As for the work he was conducting while in prison, the report stated that Mr Nguyen had received excellent reports from prison officers stating he had settled into the role well, was always cheerful, had a good rapport with other prisoners and was always asking what else he could do to help. The report also mentioned that Mr Nguyen was a keen gardener, tending to the vegetable patch which he created. In his oral evidence on the hearing of this matter, Mr Nguyen said that he was instrumental in introducing the growing of vegetables at the prison grounds and that he had encouraged other prisoners to participate, which they did. The report also stated:
Hoang [Mr Nguyen] is always polite and respectful to all staff members and does not have any incidents recorded whilst being in custody nor any entries in the MOR. Hoang is engaged in employment and education and receives excellent reports from both. Hoang has no separation or placement issues at Middleton.
Dr Cook assessed Mr Nguyen for the likelihood of him re-offending.
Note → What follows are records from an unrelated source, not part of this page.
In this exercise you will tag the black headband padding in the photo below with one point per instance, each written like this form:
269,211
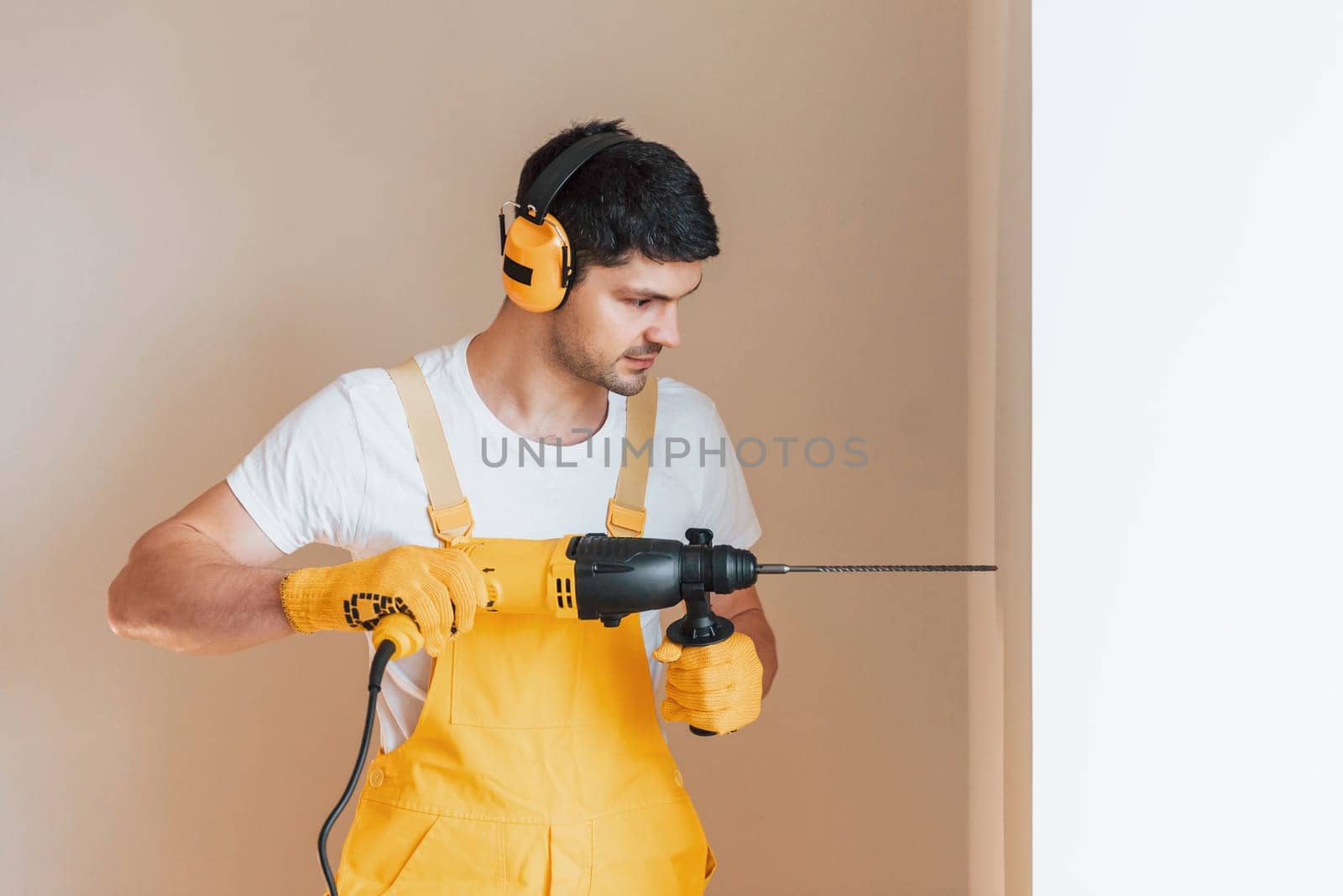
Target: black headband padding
550,181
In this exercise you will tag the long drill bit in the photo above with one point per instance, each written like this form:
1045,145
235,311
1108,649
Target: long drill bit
778,569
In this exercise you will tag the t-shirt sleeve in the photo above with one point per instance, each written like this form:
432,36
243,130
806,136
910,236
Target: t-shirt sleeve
306,482
725,503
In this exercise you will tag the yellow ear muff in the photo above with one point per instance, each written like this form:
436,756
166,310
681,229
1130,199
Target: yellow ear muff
537,264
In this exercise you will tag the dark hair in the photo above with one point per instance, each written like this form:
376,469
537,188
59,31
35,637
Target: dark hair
633,196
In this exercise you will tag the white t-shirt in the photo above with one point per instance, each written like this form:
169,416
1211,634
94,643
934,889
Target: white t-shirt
340,470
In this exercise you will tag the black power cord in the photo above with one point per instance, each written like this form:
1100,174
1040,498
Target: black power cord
375,685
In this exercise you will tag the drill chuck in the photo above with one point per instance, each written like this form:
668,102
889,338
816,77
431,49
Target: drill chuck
619,576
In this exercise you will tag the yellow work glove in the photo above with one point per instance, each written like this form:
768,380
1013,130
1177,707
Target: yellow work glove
715,687
436,586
Dr Cook said he utilised a study produced by the Ministry of Justice in the United Kingdom which provided a summary of decades of research concerned with the prediction and prevention of criminal recidivism. That study reported that the risk factors associated with re-offending included substance abuse, repeat offending, impulsivity or low self-control, involvement in social networks associated with crime, lack of social and intimate relationships and poor housing.
Dr Cook also pointed out that a number of factors were also identified which were directly associated with a reduced likelihood of re-offending. In their application to Mr Nguyen, he identified first time in custody; employment in the 12 months before custody and the likelihood of ongoing employment; reporting feeling worried about spending time in prison; being older (each year of age being associated with a 2% reduction in the odds of reoffending); strong family and other relationships, having something to give to others and having a place within a social group; sobriety; not having a criminal identity; and hope and motivation. Dr Cook found that each of these factors were positive in Mr Nguyen’s case.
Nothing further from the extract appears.